A team of researchers has devised a system that consistently converts the measles virus into a therapeutic killer that hunts down and destroys cancer cells. The researchers harnessed the viral trait for attacking and commandeering cells, and then redirected the virus to attack diseased, rather than healthy cells. The research, appearing in Nature Biotechnology, was carried out on laboratory animals implanted with two kinds of human cancer cells, ovarian cancer and lymphoma. Lead researcher Stephen Russell of the Mayo Clinic's Molecular Medicine Program said it is probably still years away from use as a human therapy but the concept has at last been proved in mice with human cancer tumors.

"When I saw the data, I was completely stunned. It's the sort of thing that, having worked on targeting viruses for about 15 years, I just couldn't believe that we'd finally got what we'd been hunting all that time," said Russell. "It's very clean, very clear targeting. Our results show that we've efficiently ablated the ability of the measles virus to interact with its two natural receptors. And they also show that we can take our pick as to what new receptor we target and send the virus after it."

The measles virus became the focus for this kind of research several years ago when the surprising finding was made that the measles strain used internationally for vaccinations has natural anticancer activity. "But we had a concern that the measles virus may be a little too promiscuous in its ability to infect both cancer cells and non-cancer cells, so we wanted to develop a method whereby we could retarget the virus to infect cancer cells only," says Russell. "And we succeeded."

The team used bioengineering techniques to reprogram the measles virus to seek a cancer cell to bind to instead of its natural binding partner.
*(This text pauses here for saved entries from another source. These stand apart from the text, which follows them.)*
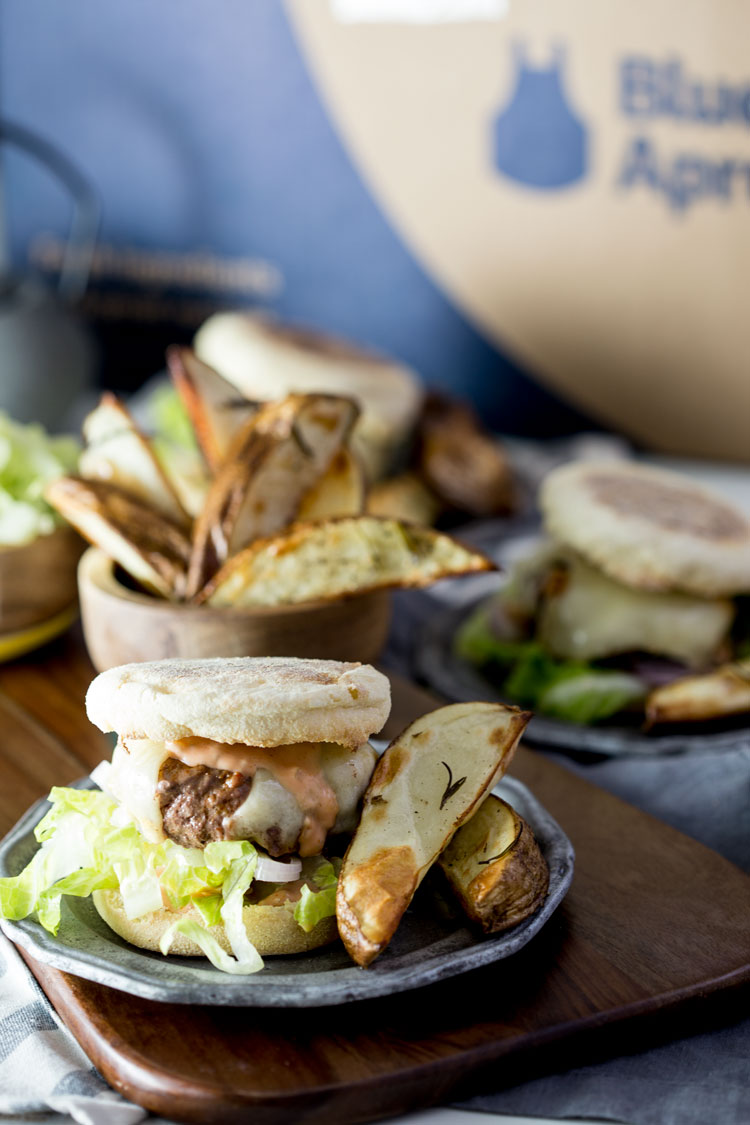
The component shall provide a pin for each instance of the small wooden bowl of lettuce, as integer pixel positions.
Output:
(38, 551)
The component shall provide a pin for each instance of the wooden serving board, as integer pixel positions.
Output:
(651, 939)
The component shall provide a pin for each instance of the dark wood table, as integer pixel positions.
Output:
(651, 942)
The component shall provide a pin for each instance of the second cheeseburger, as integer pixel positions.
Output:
(270, 753)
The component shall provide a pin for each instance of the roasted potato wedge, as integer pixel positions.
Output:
(216, 408)
(274, 460)
(495, 867)
(712, 695)
(314, 561)
(461, 462)
(404, 497)
(117, 452)
(427, 783)
(340, 491)
(145, 543)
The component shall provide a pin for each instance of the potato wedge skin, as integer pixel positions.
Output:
(404, 497)
(427, 783)
(340, 491)
(497, 883)
(216, 408)
(145, 543)
(462, 464)
(273, 461)
(319, 561)
(692, 699)
(117, 452)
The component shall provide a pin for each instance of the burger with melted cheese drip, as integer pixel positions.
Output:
(241, 773)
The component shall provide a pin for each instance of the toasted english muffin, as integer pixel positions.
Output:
(272, 929)
(259, 701)
(649, 528)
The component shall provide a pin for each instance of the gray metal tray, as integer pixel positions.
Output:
(431, 944)
(436, 665)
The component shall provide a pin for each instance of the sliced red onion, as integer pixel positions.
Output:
(274, 871)
(99, 775)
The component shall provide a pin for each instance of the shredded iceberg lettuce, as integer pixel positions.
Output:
(314, 906)
(87, 845)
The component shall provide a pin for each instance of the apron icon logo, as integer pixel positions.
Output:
(538, 138)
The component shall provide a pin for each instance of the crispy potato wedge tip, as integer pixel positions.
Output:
(427, 783)
(404, 497)
(495, 867)
(117, 452)
(723, 692)
(340, 491)
(315, 561)
(146, 545)
(461, 461)
(216, 408)
(272, 464)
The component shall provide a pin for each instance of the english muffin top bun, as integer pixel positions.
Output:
(267, 360)
(259, 701)
(649, 528)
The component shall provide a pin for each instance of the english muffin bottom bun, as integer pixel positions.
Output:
(267, 360)
(231, 793)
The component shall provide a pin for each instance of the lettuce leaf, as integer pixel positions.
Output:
(572, 690)
(210, 947)
(170, 419)
(314, 906)
(592, 695)
(29, 459)
(88, 844)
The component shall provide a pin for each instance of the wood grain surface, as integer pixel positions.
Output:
(651, 939)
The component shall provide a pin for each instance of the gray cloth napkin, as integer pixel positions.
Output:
(42, 1067)
(705, 794)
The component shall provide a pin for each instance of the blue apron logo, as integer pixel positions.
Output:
(539, 140)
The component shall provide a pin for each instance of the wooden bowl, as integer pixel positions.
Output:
(37, 581)
(122, 626)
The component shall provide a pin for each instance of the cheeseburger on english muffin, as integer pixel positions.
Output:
(229, 780)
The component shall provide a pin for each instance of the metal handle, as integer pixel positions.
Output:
(84, 225)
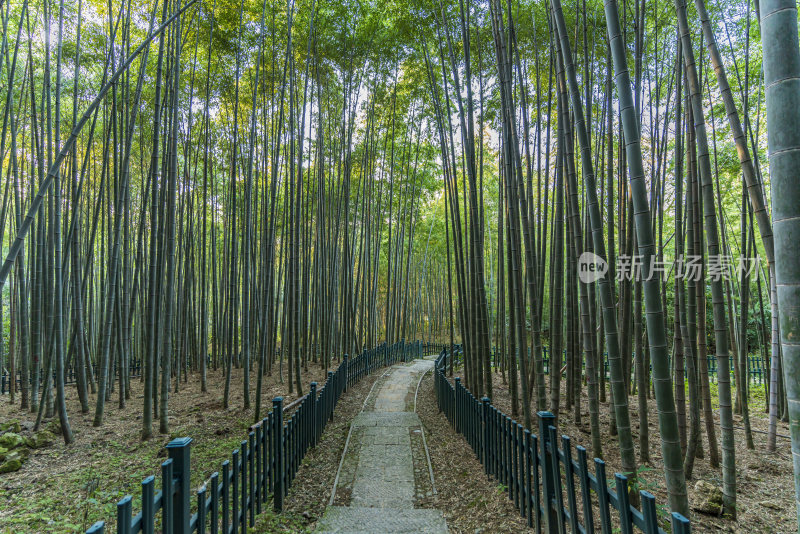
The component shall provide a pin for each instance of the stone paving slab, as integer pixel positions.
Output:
(383, 486)
(387, 419)
(359, 520)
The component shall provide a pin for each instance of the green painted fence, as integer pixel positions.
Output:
(551, 489)
(264, 465)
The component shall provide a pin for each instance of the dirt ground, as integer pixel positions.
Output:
(470, 501)
(765, 488)
(67, 488)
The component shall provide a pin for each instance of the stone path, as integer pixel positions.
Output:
(378, 465)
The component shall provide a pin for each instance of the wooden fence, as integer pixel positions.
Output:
(538, 475)
(262, 467)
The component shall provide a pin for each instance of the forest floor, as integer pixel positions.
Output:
(765, 487)
(67, 488)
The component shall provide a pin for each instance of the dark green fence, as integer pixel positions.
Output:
(264, 465)
(550, 488)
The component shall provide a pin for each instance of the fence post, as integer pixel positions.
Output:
(486, 437)
(314, 416)
(277, 421)
(456, 421)
(546, 420)
(346, 373)
(179, 451)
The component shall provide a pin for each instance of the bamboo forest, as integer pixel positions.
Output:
(383, 266)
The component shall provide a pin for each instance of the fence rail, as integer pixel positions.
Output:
(540, 477)
(263, 466)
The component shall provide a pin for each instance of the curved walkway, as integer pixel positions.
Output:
(383, 468)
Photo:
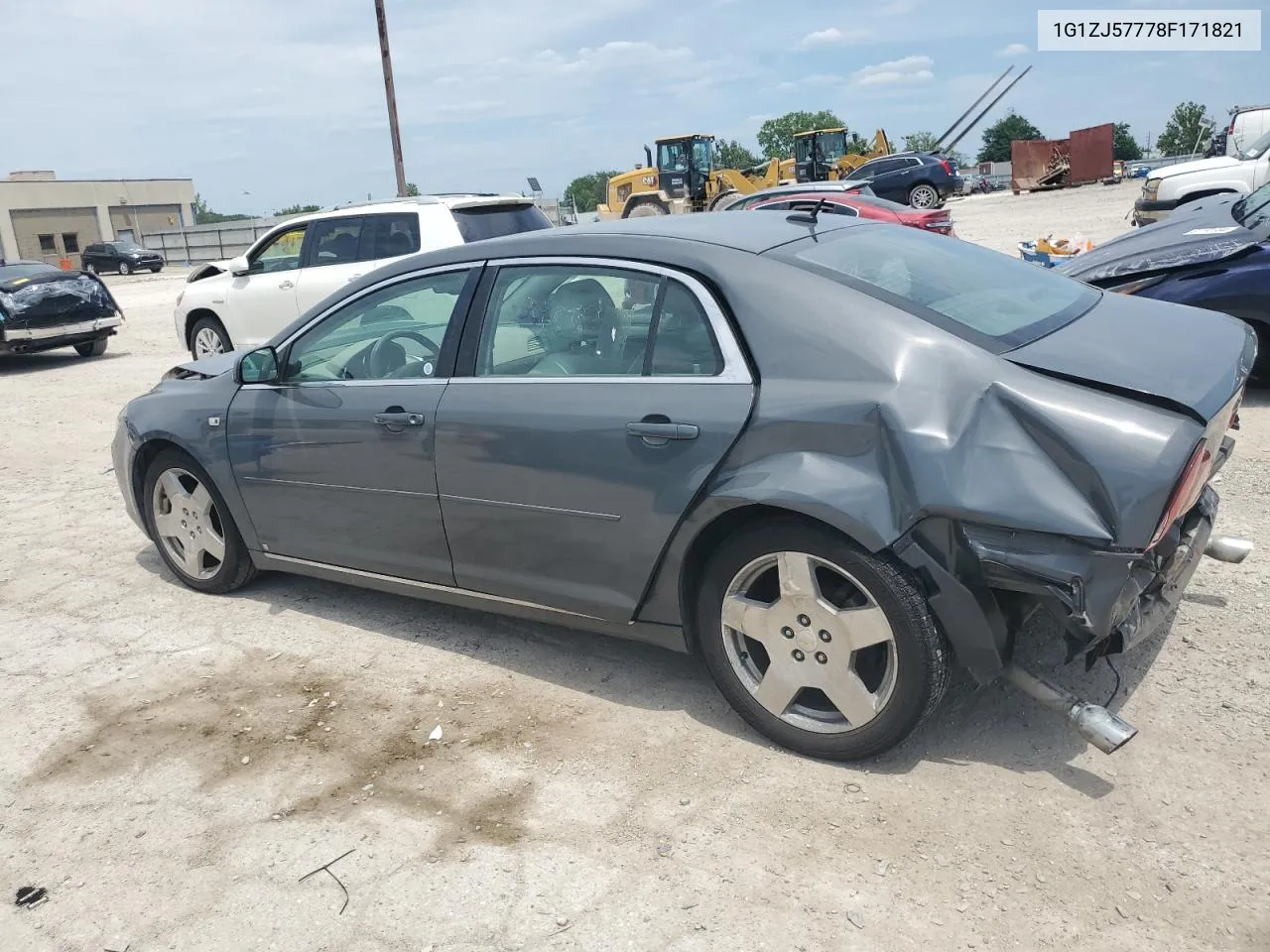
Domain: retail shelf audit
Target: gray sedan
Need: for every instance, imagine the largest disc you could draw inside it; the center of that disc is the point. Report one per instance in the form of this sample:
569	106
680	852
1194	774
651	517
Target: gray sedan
830	456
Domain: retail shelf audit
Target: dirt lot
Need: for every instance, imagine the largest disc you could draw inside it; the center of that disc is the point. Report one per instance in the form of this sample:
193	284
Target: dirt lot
172	765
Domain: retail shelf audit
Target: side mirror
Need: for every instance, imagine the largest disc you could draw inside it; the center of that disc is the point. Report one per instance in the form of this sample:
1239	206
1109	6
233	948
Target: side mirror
259	367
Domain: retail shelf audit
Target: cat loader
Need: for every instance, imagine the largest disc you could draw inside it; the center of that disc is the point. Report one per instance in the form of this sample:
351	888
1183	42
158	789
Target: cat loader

Then they invented a "molecular tag" that they attached to structures on the outside of the cancer-seeking measles virus. This tag is the key innovation of their work and central to the success of the team's investigation. It enables researchers to grow retargeted measles virus on special "universal substrate cells" - while at the same time conserving the viral component for targeting and destroying tumors. Mass production of a retargeted virus was not possible before this specific innovation of the molecular tag - and research in this area was previously at an impasse. "The virus goes where it's meant to go, and it destroys the tumors in a targeted way,'' concluded Russell.